In order to confirm the shrinkage of these foamed particles, these foamed particles were placed in a closed container, and the pressure in the container was increased to 0.3 kg / cm ² · G with air over 1 hour.
Pressurize to 2kg / cm ² · G over time and increase to 2kg / c
After holding at m ² · G for 1 hour, the sample was taken out, and the average bulk ratio was measured again. In addition, the contraction rate of Table 1 was calculated by the following formula.

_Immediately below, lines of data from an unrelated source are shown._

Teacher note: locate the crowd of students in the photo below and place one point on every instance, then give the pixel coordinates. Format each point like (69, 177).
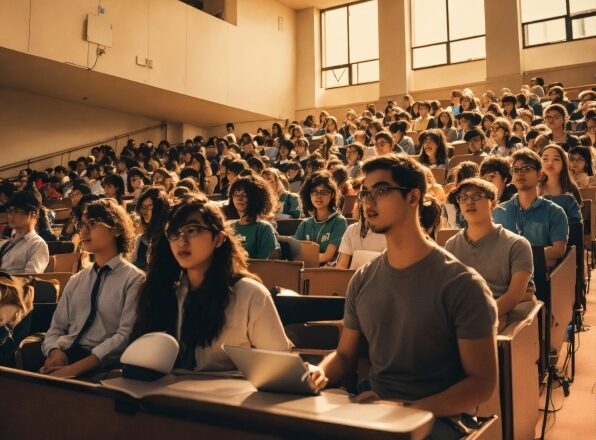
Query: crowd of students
(178, 261)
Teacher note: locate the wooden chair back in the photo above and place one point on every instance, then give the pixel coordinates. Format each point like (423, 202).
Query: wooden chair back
(278, 273)
(325, 281)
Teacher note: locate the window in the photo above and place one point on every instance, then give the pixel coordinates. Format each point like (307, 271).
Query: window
(556, 21)
(447, 32)
(350, 45)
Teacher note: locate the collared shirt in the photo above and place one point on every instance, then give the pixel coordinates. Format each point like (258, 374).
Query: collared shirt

Comparative Example 1 Expanded particles were obtained in the same manner as in Example 3, except that the nucleating agent was changed to dibenzylidene sorbitol. Table 1 shows the expansion conditions, expansion ratios, and shrinkage ratios at that time.

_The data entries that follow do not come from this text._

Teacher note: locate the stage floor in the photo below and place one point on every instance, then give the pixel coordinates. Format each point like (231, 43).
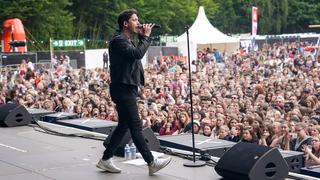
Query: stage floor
(28, 154)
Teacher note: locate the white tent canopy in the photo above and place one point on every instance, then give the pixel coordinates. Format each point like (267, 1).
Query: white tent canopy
(202, 35)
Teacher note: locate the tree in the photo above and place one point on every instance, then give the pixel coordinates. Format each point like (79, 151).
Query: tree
(301, 14)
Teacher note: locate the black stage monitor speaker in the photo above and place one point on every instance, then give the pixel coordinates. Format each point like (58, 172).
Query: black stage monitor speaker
(150, 138)
(247, 161)
(12, 115)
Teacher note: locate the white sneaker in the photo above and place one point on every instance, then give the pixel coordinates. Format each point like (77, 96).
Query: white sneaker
(108, 166)
(158, 164)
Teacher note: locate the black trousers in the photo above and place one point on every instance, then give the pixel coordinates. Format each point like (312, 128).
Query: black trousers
(124, 96)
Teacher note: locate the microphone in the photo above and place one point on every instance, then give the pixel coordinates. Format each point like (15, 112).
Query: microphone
(155, 26)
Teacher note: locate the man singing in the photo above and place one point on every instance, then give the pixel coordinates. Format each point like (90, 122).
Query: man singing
(127, 74)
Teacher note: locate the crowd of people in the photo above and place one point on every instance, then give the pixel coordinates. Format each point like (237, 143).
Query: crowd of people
(269, 97)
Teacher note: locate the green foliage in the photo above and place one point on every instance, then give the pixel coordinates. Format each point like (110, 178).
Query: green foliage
(42, 19)
(96, 20)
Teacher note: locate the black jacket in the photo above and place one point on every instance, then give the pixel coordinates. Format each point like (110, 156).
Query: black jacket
(125, 60)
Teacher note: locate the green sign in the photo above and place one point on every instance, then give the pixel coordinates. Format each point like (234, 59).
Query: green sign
(68, 43)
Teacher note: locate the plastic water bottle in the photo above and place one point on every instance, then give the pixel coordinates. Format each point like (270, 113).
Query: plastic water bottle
(133, 151)
(127, 152)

[0019] Except for using borax in place of nucleating agent in Comparative Example 2 Example 2 to obtain expanded beads in the same manner as in Example 2. Table 1 shows the expansion conditions, expansion ratio, and shrinkage ratio.

[0020]

[Table 1]

[0021]

According to the present invention, by adding a small amount of a specific nucleating agent to a raw material polyolefin resin, even when an inorganic gas-based foaming agent is used, the shrinkage ratio can be stably reduced when a large-sized foaming apparatus is used. Small foamed particles can be obtained. The expanded particles obtained by the present invention have an advantage that there is no problem in their handling and storage due to their small shrinkage, and they are used as a cushioning material by themselves. It is preferably used as particles, and a foamed molded article is obtained by filling a metal and heating and foaming.

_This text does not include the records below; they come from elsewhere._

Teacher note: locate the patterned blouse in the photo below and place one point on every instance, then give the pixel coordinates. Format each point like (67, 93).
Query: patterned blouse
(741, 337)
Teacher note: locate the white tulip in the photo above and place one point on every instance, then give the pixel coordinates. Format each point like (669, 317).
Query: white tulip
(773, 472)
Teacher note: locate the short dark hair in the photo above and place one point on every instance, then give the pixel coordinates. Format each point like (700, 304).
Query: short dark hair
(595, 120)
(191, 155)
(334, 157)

[Brief description of the drawings]

FIG. 1 shows a DSC curve obtained by performing differential scanning calorimetry on expanded particles in which secondary crystals are present.
The first DSC curve is shown, and the curve 1 'is the second DSC curve.

FIG. 2 shows a DSC curve obtained by differential scanning calorimetry of expanded particles having no secondary crystals, curve 2 shows a first DSC curve, and curve 2 ′ shows a second DSC curve. ing.

[Explanation of symbols]

 A High temperature peak B, B ', b, b' Specific peak

──────────────────────────────────────────────────続 き Continued on the front page (72) Inventor Akira Shioya 1785-31 Tsukuse-cho, Utsunomiya City, Tochigi Prefecture Hara Nobo Kaikan 301 (72) Inventor Wataru Kikuchi 3186-2 Tsuruga-cho, Utsunomiya City, Tochigi Prefecture Takanari A202 (56) References JP-A-61-2741 (JP, A) JP-A-61-103944 (JP, A) (58) Fields investigated (Int. Cl. ⁷ , DB name) C08J 9/00-9 / 42 C08K 5/523 C08L 23/00-23/36

Claims (5)

(57) [Claims] 1. A polyolefin resin foam particle containing an inorganic gas therein, wherein the resin is 2,2- medium phosphate.
Tylene bis (4,6-di-tert-butylphenyl)
Polyolefin resin foam particles containing a nucleating agent made of sodium . 2. A mixture of an inorganic gas-based blowing agent , polyolefin-based resin particles, and an aqueous medium that does not dissolve the resin is discharged into a low-pressure region at a temperature equal to or higher than the softening point of the resin particles to form expanded particles. a get method, the said polyolefin-based resin particles phosphate 2,2-methylenebis (4,6-di -
Nucleating agent consisting of tert-butylphenyl) sodium
Process for producing a polyolefin resin foam particles but characterized that you have been contained. 3. 50% by weight of the total weight of the inorganic gas-based blowing agent
% Or more is occupied by inorganic gas.
A method for producing expanded polyolefin-based resin particles as described above. 4. 75% by weight of the total weight of the inorganic gas blowing agent
% Or more is occupied by inorganic gas.
A method for producing expanded polyolefin-based resin particles as described above. 5. The method of manufacturing a polyolefin resin foamed particles according to claim 2, wherein the inorganic gas type foaming agent is characterized in that carbon dioxide.